Christian Mason (*1984) An Ocean of Years
[orch] 2020-2022 Duration: 21'
2(2picc).2(cor ang).2(B-clar).2(dble bsn) – 184.108.40.206 – timp.perc(2) – hp – cel – str
World premiere: Berlin, Konzerthaus, October 14, 2022
Commissioned by the Konzerthaus Berlin
An Ocean of Years (2020 - 2022) is the third and final part of my orchestral cycle Time and Eternity, the first and second parts being Eternal Return (2018), and Eternity in an Hour (2019) respectively. The (extra-musical) theme shared by all these pieces can be considered through the following questions, though I do not expect absolute answers:
• (How) can listening to music transform our relationship to, and experience of, the passage of time?
• (How) can listening enable us to experience “non-time” states?
• (How) can “time” and “non-time” states coexist and connect within a single listener or piece?
It seems to me that, like rivers or oceans, pieces of music have currents of time which flow through them at different rates. But sometimes, ever-so rarely, we get an inner glimpse of something else beyond these ...
Thinking about eternity, one thing we can be certain of is that it is not a quantity of time — however long; nor is it a rate of time — however fast or slow. Is it, then, something “before” or “after” time? Or is it a completely different condition, a different layer of being, “behind” time?

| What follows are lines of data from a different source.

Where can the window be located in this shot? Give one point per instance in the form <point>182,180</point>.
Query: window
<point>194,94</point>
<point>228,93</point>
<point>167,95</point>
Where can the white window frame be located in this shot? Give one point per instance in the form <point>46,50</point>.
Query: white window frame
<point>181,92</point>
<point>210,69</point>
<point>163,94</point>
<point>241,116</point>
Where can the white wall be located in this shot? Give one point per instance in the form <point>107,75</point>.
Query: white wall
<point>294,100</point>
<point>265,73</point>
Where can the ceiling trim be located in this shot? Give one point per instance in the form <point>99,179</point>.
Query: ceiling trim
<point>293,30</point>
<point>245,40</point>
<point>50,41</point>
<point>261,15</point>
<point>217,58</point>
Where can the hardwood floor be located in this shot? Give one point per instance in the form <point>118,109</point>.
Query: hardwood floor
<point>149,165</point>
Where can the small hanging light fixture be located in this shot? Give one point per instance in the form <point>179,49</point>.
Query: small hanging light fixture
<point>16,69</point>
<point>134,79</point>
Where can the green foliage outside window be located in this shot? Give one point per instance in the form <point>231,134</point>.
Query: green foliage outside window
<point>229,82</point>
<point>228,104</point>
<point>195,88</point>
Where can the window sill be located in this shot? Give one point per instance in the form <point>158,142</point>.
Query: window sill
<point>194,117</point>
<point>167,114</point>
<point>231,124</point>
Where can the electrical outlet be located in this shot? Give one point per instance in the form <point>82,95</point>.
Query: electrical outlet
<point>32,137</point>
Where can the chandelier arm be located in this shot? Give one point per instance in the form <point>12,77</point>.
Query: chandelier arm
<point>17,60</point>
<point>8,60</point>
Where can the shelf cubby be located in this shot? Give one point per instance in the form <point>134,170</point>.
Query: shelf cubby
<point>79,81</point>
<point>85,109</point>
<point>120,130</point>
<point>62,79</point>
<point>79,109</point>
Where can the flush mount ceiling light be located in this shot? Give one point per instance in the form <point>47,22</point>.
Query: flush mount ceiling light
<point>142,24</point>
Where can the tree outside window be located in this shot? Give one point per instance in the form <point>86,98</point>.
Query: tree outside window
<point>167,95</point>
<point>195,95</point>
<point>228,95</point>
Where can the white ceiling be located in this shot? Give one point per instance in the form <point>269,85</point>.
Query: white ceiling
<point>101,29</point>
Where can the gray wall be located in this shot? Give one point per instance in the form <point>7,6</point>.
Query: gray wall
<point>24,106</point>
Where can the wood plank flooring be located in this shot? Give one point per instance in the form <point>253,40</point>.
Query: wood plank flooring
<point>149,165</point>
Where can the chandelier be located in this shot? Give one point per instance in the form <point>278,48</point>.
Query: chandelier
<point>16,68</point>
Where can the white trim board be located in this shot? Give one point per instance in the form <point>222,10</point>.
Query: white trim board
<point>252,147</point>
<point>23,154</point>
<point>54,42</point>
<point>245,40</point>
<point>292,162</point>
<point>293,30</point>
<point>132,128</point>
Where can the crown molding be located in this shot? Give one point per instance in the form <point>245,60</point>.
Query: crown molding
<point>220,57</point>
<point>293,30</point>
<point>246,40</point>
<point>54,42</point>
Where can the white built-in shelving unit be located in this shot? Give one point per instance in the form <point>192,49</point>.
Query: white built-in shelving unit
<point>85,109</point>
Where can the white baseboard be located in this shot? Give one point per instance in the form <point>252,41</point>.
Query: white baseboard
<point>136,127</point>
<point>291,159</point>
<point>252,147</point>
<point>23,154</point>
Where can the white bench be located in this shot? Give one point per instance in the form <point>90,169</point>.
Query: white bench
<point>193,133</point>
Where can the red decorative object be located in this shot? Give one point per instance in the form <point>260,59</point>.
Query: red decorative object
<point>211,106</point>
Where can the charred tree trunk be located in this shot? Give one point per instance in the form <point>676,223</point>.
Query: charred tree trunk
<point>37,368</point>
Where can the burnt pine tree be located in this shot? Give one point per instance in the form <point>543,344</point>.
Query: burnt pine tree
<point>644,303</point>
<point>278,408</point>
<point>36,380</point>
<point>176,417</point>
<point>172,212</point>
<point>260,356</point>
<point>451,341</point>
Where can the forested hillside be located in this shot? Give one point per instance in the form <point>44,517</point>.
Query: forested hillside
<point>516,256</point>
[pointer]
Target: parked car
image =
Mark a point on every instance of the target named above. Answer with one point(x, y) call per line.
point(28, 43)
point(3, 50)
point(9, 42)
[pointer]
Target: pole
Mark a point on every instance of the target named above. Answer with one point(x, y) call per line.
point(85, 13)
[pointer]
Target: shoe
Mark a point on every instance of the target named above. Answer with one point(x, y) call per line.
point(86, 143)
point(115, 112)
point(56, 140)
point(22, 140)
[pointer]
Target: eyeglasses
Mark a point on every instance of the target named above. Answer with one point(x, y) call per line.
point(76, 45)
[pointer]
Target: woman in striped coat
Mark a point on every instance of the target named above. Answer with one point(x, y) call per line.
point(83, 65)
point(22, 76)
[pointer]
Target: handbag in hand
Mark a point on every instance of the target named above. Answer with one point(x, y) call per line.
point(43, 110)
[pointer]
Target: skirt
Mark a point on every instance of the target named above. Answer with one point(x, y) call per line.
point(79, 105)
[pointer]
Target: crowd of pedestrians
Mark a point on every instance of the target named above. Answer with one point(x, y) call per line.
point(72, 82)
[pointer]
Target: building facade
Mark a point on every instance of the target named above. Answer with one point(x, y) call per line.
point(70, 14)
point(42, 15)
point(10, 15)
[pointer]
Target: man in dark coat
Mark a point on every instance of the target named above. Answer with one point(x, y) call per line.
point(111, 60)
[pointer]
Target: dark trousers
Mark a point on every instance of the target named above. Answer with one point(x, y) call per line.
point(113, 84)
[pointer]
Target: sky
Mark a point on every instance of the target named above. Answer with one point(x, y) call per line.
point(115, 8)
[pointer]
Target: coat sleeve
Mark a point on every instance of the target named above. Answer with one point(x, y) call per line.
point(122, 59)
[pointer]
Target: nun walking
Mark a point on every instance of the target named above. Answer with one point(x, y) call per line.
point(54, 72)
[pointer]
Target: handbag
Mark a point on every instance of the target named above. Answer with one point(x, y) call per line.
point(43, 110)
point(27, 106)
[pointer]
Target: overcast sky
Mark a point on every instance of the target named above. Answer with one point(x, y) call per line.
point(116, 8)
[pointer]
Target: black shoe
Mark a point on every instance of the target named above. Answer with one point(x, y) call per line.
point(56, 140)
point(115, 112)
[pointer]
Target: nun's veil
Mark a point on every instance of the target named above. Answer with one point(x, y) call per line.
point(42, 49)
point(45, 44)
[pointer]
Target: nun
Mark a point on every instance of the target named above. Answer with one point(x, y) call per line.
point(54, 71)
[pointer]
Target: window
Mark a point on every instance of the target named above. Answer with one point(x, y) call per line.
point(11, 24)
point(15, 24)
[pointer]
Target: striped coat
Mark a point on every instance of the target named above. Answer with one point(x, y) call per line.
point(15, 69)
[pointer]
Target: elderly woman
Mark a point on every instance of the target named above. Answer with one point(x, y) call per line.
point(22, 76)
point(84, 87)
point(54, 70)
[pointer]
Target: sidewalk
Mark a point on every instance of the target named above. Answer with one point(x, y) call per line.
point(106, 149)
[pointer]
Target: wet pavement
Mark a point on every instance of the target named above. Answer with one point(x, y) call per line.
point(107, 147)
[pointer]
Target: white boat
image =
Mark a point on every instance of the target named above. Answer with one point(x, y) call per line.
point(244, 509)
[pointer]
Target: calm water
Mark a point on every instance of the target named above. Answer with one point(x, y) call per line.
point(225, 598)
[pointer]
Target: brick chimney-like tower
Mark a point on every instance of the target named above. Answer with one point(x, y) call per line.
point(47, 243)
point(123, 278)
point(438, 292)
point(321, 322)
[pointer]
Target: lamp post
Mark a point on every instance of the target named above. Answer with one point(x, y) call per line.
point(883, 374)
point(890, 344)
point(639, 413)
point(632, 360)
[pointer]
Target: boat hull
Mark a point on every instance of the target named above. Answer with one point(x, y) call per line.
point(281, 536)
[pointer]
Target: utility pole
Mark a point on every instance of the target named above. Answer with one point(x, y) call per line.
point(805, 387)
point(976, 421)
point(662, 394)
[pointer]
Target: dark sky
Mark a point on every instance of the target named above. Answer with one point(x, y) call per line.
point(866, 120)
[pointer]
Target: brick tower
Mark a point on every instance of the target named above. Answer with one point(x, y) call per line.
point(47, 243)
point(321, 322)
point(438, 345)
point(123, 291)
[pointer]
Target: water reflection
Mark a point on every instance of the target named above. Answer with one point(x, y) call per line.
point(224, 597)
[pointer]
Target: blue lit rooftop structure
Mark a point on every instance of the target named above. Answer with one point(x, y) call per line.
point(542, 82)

A more mundane interest, common to these compositions, is the re-use of materials from other pieces of mine. A personal search, through my own brief span of time, for connections and affinities. In this respect, An Ocean of Years certainly has the widest and, the most interesting range of source materials. The recurrent eight-note “spectral fragment” which frames the first movement, for example, connects back to an old solo violin piece When Joy Became Mixed with Grief (2007), as well as more recently to Shadowy Fish (2020), where it appeared as a musical metaphor for flowing water, always repeating yet never the same river twice. In the second movement we find not just a fragment of material but an entire piece — Heaven’s Chimes are Slow (2011), a meditation on time through Christina Rossetti’s poem of the same name — rendered in new clothing. While the third movement begins with a resonant chord sequence from the final movement of my string quartet This present moment used to be the unimaginable future... (2019), this recycled chord sequence leads to a new and intricately decorated melody that gradually becomes engulfed in a final wave of orchestral colour.
The title here, as with the old violin piece, is taken from the final line of a Jainist account of declining beauty (India, 6th century BC), which I came across in The Clock of the Long Now. Though the language is mythical, the ideas are resonant with contemporary environmental and aesthetic concerns:
“This age, known as Very Beautiful, Very Beautiful, lasted 400 trillion oceans of years*, and gave way to that known as Very Beautiful, which - as the name suggests - was exactly half as fortunate as the former. The wish-fulfilling trees, the earth and the waters were only half as bountiful as before. Men and women were only four miles tall, had only 128 ribs, lived for only two periods of countless years, and passed to the world of the gods when their twins were only 64 days old. This period lasted 300 trillion oceans of years, declining gradually but inevitably to the stage called Sorrowfully Very Beautiful, when joy became mixed with grief.”
Like so many projects, the completion and premiere of this piece, planned for June 2020, was delayed by the corona pandemic. Originally I had intended to offer the piece as an 80th birthday tribute to Christoph Eschenbach, a dedication which still stands two years on.
(Christian Mason, July 2022)
[*An “ocean of years” is one hundred million times one hundred million palyas. Each palya is a period of countless years.]